Milei and Villaruel have slammed the country's progressive abortion, women's, disabled, and LGBT rights - a position shared with many in the more mainstream JxC coalition.

Indeed, polls show that Milei's Libertad Avanza ('Forward Liberty') ticket might peel enough support from JxC to hand Massa a victory in the second round on October 22nd. Their appeal outside Buenos Aires, however, is limited.
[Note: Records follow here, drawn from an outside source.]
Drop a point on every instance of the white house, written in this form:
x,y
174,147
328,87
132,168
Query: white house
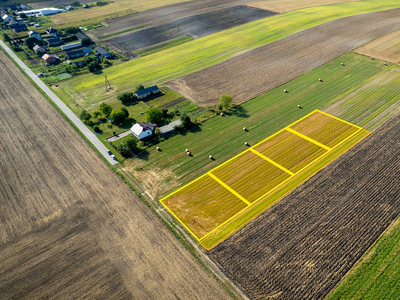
x,y
143,130
7,18
35,34
43,11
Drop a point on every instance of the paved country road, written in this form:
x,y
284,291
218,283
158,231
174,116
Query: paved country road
x,y
82,127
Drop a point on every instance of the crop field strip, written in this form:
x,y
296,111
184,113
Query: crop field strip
x,y
70,227
204,52
255,72
304,244
203,206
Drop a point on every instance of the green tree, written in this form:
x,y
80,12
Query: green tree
x,y
225,100
139,87
126,97
185,119
94,66
154,115
84,115
105,109
118,116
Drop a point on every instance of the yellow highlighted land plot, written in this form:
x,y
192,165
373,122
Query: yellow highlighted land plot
x,y
207,205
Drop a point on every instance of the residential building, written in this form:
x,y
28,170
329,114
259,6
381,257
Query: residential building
x,y
50,59
52,32
143,130
35,34
141,94
100,51
54,41
40,49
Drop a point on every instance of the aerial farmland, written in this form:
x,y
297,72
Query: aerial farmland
x,y
211,150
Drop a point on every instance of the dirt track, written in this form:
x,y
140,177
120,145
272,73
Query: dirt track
x,y
304,244
68,225
262,69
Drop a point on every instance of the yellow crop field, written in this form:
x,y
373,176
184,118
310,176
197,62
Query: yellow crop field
x,y
218,203
324,129
250,175
203,205
290,150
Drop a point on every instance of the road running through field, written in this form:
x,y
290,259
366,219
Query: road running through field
x,y
78,123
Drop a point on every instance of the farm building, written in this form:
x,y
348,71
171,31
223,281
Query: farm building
x,y
35,34
80,36
54,41
143,130
19,27
43,11
71,46
7,18
52,32
167,129
147,92
39,49
102,52
50,59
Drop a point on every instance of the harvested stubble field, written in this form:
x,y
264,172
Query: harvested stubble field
x,y
255,72
304,244
69,225
164,14
385,48
201,53
194,26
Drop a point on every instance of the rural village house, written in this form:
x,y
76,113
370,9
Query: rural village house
x,y
35,34
52,32
102,52
7,18
143,130
147,92
54,41
50,59
39,49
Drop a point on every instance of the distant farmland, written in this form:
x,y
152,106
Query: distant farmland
x,y
70,227
304,244
254,73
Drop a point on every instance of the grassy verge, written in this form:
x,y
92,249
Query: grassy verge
x,y
198,54
376,275
228,229
122,31
162,46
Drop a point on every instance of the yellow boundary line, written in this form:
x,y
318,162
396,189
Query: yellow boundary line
x,y
229,188
272,162
308,138
251,149
286,181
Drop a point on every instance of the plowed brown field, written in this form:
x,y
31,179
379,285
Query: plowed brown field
x,y
262,69
69,227
304,244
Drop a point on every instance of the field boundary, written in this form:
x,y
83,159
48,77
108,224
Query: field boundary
x,y
274,189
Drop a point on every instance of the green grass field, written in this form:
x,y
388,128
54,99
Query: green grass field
x,y
223,137
376,275
172,63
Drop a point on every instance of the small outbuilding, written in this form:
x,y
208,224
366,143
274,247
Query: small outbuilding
x,y
143,130
141,94
52,32
40,49
35,34
54,41
100,51
50,59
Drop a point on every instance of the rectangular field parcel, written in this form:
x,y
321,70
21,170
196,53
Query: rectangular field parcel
x,y
243,182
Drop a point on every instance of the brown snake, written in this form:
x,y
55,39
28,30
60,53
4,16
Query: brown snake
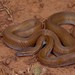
x,y
53,45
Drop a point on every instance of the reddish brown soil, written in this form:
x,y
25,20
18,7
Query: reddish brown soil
x,y
13,12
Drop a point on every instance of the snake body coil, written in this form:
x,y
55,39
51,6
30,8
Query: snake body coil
x,y
29,37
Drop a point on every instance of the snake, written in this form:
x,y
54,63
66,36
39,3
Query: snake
x,y
52,45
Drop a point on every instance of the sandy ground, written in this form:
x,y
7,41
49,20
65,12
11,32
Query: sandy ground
x,y
13,12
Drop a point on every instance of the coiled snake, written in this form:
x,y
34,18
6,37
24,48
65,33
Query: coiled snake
x,y
53,45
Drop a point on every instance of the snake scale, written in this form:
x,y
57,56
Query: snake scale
x,y
53,45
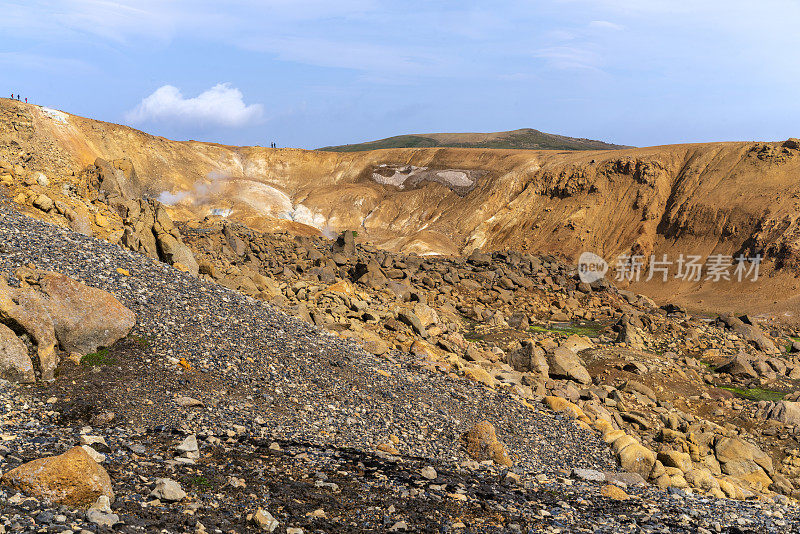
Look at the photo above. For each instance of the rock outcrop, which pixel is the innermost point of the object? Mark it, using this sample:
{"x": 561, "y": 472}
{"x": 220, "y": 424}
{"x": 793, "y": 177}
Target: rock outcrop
{"x": 71, "y": 479}
{"x": 55, "y": 311}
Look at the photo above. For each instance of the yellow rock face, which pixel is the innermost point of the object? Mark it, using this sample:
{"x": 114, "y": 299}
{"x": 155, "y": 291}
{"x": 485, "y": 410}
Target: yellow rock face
{"x": 611, "y": 491}
{"x": 557, "y": 404}
{"x": 482, "y": 444}
{"x": 480, "y": 375}
{"x": 71, "y": 479}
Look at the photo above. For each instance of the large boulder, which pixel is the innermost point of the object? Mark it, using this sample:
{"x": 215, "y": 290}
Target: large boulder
{"x": 15, "y": 364}
{"x": 785, "y": 412}
{"x": 117, "y": 179}
{"x": 84, "y": 317}
{"x": 22, "y": 310}
{"x": 529, "y": 357}
{"x": 744, "y": 460}
{"x": 345, "y": 243}
{"x": 71, "y": 479}
{"x": 482, "y": 444}
{"x": 564, "y": 363}
{"x": 750, "y": 333}
{"x": 174, "y": 251}
{"x": 739, "y": 366}
{"x": 636, "y": 458}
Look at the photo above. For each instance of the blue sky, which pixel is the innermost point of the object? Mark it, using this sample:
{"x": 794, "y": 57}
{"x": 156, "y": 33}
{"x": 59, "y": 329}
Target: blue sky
{"x": 310, "y": 73}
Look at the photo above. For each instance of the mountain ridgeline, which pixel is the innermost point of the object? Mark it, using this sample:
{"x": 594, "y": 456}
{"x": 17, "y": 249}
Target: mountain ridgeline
{"x": 525, "y": 139}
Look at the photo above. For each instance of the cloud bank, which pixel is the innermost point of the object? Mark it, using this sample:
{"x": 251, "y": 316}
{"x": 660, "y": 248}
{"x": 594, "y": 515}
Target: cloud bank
{"x": 222, "y": 105}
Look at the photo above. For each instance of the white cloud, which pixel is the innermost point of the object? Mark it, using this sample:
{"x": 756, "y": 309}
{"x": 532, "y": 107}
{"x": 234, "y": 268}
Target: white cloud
{"x": 605, "y": 25}
{"x": 569, "y": 57}
{"x": 222, "y": 105}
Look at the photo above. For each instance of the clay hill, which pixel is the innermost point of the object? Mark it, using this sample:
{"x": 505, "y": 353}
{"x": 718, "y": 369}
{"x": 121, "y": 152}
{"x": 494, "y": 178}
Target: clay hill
{"x": 700, "y": 199}
{"x": 525, "y": 138}
{"x": 203, "y": 338}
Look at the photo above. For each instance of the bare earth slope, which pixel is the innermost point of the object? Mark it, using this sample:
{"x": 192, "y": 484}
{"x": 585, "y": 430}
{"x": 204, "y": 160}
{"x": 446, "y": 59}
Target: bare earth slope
{"x": 526, "y": 138}
{"x": 704, "y": 199}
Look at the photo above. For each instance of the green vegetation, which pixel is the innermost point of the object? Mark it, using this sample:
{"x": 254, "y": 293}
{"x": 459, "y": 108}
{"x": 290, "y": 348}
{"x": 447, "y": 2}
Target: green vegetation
{"x": 101, "y": 357}
{"x": 588, "y": 330}
{"x": 142, "y": 341}
{"x": 526, "y": 138}
{"x": 756, "y": 394}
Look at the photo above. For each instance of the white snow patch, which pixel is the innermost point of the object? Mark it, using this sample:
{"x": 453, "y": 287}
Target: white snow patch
{"x": 455, "y": 178}
{"x": 58, "y": 116}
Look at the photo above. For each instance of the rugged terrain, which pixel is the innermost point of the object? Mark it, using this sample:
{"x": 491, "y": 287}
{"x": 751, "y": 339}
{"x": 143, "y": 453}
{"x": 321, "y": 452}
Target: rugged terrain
{"x": 525, "y": 138}
{"x": 281, "y": 377}
{"x": 716, "y": 198}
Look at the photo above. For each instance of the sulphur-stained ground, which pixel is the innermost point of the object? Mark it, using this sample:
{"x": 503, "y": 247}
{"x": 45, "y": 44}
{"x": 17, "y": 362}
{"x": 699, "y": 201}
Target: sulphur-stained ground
{"x": 288, "y": 420}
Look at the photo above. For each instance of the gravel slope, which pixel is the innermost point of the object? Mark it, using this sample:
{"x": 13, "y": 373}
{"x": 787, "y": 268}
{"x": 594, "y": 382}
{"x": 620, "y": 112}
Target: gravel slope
{"x": 267, "y": 378}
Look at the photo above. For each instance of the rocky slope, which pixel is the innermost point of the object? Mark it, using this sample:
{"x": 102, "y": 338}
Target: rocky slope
{"x": 219, "y": 413}
{"x": 542, "y": 399}
{"x": 717, "y": 198}
{"x": 525, "y": 138}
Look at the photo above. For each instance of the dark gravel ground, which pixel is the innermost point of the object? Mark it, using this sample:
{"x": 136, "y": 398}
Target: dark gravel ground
{"x": 292, "y": 410}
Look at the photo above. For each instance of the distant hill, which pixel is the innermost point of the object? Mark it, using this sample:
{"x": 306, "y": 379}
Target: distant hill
{"x": 525, "y": 138}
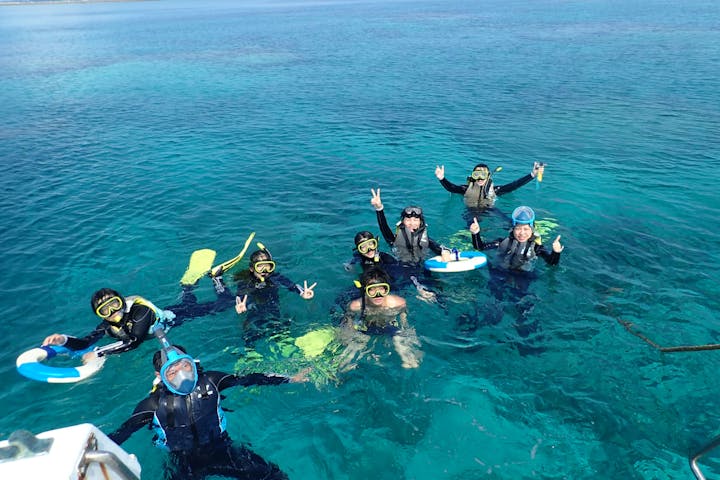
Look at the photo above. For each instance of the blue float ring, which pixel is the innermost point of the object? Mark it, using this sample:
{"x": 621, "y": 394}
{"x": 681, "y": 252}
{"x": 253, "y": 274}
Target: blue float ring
{"x": 30, "y": 364}
{"x": 466, "y": 261}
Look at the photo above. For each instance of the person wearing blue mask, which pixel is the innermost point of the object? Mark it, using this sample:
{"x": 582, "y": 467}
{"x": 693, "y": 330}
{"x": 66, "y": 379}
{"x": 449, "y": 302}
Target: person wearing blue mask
{"x": 513, "y": 269}
{"x": 130, "y": 320}
{"x": 480, "y": 192}
{"x": 521, "y": 248}
{"x": 184, "y": 411}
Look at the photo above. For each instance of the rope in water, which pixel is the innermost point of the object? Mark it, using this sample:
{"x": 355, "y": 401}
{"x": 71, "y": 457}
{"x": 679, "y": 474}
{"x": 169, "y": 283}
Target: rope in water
{"x": 681, "y": 348}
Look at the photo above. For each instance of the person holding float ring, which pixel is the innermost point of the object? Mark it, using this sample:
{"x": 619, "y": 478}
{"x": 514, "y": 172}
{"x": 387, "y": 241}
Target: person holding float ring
{"x": 480, "y": 192}
{"x": 128, "y": 319}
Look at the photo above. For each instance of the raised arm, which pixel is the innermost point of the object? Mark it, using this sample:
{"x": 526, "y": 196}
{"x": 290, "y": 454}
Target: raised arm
{"x": 387, "y": 233}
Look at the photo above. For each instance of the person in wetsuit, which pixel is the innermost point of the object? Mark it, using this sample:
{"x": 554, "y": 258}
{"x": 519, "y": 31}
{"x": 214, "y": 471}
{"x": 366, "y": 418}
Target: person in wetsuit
{"x": 378, "y": 312}
{"x": 411, "y": 243}
{"x": 184, "y": 412}
{"x": 367, "y": 255}
{"x": 513, "y": 269}
{"x": 127, "y": 319}
{"x": 480, "y": 192}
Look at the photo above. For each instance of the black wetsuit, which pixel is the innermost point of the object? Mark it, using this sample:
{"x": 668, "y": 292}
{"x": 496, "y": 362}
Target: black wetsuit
{"x": 192, "y": 428}
{"x": 496, "y": 190}
{"x": 412, "y": 247}
{"x": 513, "y": 276}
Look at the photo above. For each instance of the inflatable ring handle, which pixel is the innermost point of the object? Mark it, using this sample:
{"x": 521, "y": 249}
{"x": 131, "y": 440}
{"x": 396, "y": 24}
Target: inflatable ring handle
{"x": 467, "y": 261}
{"x": 29, "y": 364}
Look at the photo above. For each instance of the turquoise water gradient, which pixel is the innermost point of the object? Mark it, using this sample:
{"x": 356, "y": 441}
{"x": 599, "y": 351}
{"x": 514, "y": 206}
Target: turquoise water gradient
{"x": 134, "y": 133}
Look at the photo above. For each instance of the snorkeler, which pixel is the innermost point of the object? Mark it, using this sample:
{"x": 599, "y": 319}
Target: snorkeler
{"x": 128, "y": 319}
{"x": 378, "y": 312}
{"x": 410, "y": 242}
{"x": 410, "y": 239}
{"x": 367, "y": 255}
{"x": 480, "y": 192}
{"x": 258, "y": 296}
{"x": 519, "y": 250}
{"x": 185, "y": 413}
{"x": 513, "y": 271}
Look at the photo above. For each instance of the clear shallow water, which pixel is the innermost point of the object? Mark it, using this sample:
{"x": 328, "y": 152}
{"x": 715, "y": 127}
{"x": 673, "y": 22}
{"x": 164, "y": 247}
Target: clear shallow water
{"x": 135, "y": 133}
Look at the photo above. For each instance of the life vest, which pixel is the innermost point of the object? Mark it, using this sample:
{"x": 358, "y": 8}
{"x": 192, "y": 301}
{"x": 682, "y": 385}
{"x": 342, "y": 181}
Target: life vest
{"x": 514, "y": 255}
{"x": 185, "y": 422}
{"x": 410, "y": 247}
{"x": 477, "y": 196}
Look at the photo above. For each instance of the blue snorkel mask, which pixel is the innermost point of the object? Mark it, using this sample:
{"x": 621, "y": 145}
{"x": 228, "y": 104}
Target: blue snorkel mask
{"x": 178, "y": 371}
At: https://buenosairesherald.com/politics/elections/union-por-la-patria-announces-massa-and-rossi-as-only-presidential-ticket



Leading Argentine presidential candidates Sergio Massa (center-left, representing the governing coalition), Patricia Bullrich (hard-right), Javier Milei (far-right), and Horacio Rodríguez Larreta (center-right).

Polling shows an advantage for Rodríguez Larreta - but with no clear majority for any candidate or coalition. Some 25% of voters, in turn, may vote blank - the highest such figure, if reached, since the country's 2001 crisis.

While job creation remains strong, inflation has reached 114% in the severely-indebted country.